La videoconferencia como sustituto de los viajes de trabajo
La semana pasada, leí en Baquía un artículo en cuyo titular se afirmaba que “la mitad de los viajes de negocios podrían evitarse mediante videoconferencias”. Obviamente, se trataba de una noticia originada por una nota de prensa de una empresa de análisis del mercado de IT, Quocirca, que ha realizado un estudio de la mano de (tiendo a pensar que “encargado por”) una famosa empresa de tecnología de videoconferencias, Tandberg. Me pregunto si la redacción de Baquía no se sorprendió al ver el titular de la nota de prensa. ¿Qué puede llevar a un periodista supuestamente especializado en los negocios en la red a pensar que la mayoría de los viajeros de negocio son estúpidos y viajan el doble de lo necesario? Yo no soy un defensor a ultranza de los viajes, que son caros y agotadores y deben evitarse en la medida de lo posible, pero nadie que tenga que viajar habitualmente por motivos de trabajo se cruza el Atlántico para resolver algo que podía haber hecho con una llamadita de teléfono, como se viene a decir en la noticia.
La incorporación a la vida diaria de los ejecutivos de tecnologías como las videoconferencias, las audioconferencias a múltiples bandas, los portales de colaboración o las presentaciones remotas (como Microsoft LiveMeeting) nos permiten trabajar con mayor agilidad y eficiencia y son un complemento magnífico de los viajes de trabajo. De hecho, pueden ahorrarnos algunos viajes de trabajo. En mi propia experiencia, así es. Pero hay una diferencia entre “algunos” y “la mitad”, al igual que no es lo mismo hablar de todo un arsenal de tecnologías que de una de ellas, de forma aislada. Del mismo modo, esa panoplia de ayudas tecnológicas pueden hacer que los viajes sean de menor duración: un típico ejemplo puede ser realizar múltiples reuniones virtuales con la oficina de tu empresa en el extranjero y con un consultor que os está ayudando en un proyecto y trabajar todos juntos en una serie de documentos compartidos en un portal de colaboración, antes de acudir a una presentación al cliente, con lo que te has ahorrado ir allí dos o tres días antes para preparar esa presentación.
Aun es más, de todas las opciones tecnológicas que tenemos a nuestra disposición actualmente para reducir el número de viajes de negocios que realizamos, la videoconferencia es la menos útil, menos flexible y que más problemas logísticos supone de todas ellas.
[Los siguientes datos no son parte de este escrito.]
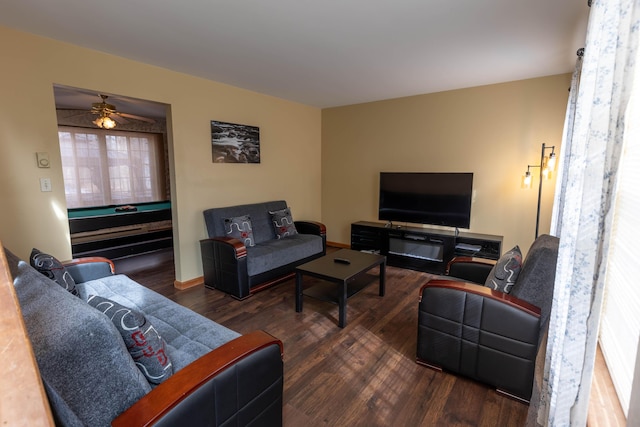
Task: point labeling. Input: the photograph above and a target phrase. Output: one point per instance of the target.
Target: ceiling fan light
(108, 123)
(105, 122)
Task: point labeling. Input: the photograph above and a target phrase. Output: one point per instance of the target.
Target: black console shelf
(422, 249)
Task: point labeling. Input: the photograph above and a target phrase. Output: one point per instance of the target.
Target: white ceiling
(324, 53)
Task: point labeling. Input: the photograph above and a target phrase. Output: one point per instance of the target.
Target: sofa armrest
(241, 380)
(224, 265)
(470, 269)
(89, 268)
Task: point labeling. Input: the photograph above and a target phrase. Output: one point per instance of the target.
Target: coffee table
(345, 280)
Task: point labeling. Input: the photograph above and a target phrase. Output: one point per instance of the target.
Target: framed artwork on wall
(234, 143)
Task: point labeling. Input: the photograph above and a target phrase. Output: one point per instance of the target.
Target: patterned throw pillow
(504, 274)
(145, 345)
(283, 223)
(53, 269)
(240, 227)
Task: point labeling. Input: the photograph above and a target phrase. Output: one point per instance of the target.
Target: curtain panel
(585, 196)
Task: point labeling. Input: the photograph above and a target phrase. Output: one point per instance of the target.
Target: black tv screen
(426, 198)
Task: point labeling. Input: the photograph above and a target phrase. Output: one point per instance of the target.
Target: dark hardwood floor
(362, 375)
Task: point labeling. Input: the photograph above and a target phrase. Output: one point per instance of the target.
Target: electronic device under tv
(435, 198)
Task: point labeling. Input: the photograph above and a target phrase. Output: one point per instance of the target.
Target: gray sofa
(242, 268)
(219, 377)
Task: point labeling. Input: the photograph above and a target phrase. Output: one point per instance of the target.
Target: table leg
(382, 278)
(298, 292)
(342, 304)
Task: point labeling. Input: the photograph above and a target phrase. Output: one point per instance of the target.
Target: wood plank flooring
(362, 375)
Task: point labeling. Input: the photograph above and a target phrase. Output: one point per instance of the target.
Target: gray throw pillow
(504, 274)
(240, 227)
(283, 223)
(53, 269)
(145, 345)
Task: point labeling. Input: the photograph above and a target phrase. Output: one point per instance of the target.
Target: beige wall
(290, 143)
(493, 131)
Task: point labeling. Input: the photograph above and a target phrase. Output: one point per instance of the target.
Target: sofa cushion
(283, 223)
(188, 335)
(536, 281)
(146, 346)
(260, 219)
(83, 346)
(240, 227)
(53, 269)
(505, 273)
(278, 252)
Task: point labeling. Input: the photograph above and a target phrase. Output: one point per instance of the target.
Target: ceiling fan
(108, 115)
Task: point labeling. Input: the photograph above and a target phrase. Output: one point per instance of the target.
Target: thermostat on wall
(43, 160)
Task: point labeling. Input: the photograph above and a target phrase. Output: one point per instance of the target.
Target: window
(620, 322)
(106, 167)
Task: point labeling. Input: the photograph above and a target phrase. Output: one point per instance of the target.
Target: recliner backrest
(536, 279)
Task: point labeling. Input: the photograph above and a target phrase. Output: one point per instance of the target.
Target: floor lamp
(546, 166)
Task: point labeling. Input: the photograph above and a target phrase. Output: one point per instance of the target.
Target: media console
(422, 249)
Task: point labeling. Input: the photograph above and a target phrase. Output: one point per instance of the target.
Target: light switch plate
(45, 184)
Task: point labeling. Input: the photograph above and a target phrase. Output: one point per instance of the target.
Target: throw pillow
(240, 227)
(145, 345)
(53, 269)
(283, 223)
(504, 274)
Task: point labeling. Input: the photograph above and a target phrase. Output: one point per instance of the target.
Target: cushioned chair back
(84, 364)
(536, 279)
(260, 219)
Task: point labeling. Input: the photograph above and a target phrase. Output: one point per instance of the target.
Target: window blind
(620, 321)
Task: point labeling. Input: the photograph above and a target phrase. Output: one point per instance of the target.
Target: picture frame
(234, 143)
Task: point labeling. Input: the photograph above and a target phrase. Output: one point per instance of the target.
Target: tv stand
(422, 249)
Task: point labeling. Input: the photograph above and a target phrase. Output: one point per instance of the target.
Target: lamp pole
(539, 189)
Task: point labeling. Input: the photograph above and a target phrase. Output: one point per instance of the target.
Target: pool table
(114, 233)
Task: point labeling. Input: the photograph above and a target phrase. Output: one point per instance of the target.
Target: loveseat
(486, 334)
(253, 246)
(92, 376)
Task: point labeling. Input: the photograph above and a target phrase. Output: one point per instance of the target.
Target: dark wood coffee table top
(344, 276)
(326, 266)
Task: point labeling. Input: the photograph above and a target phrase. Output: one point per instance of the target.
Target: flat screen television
(426, 198)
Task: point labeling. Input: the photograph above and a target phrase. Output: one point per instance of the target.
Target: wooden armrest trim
(176, 388)
(485, 292)
(238, 246)
(470, 260)
(88, 260)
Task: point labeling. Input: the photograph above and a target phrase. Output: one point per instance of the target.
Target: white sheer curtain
(105, 167)
(582, 218)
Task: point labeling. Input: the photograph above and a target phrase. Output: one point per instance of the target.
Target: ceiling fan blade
(133, 116)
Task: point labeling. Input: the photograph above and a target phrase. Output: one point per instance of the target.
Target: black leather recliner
(493, 337)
En primer lugar, necesitas contar con una determinada infraestructura adecuada en ambos puntos, compatible entre sí, lo que aún no está al alcance más que de unas pocas empresas, sobre todo en el entorno empresarial español. Además, al contrario que una audioconferencia, la videoconferencia te obliga a mantenerte ante la cámara durante toda la reunión (se acabó lo de levantarte y dar vueltas alrededor de la mesa mientras hablas), lo que es insoportable para reuniones de, por ejemplo, más de dos horas. Finalmente, si la videoconferencia sólo te permite verle la cara al de enfrente, la ventaja comparativa con una simple llamada de teléfono se reduce (aunque existe, desde luego): la videoconferencia debe complementarse con otras funcionalidades como el rápido intercambio de archivos, pizarras virtuales, presentaciones compartidas, etc.
Por todo lo anterior, pongo muy en duda la afirmación de que la videoconferencia puede reducir a la mitad los viajes de negocios. Gracias a las múltiples ayudas tecnológicas con las que contamos hoy día, podemos ahorrarnos algunos y acortar otros, pero no es gracias a una única tecnología y, ni de lejos, en esa proporción.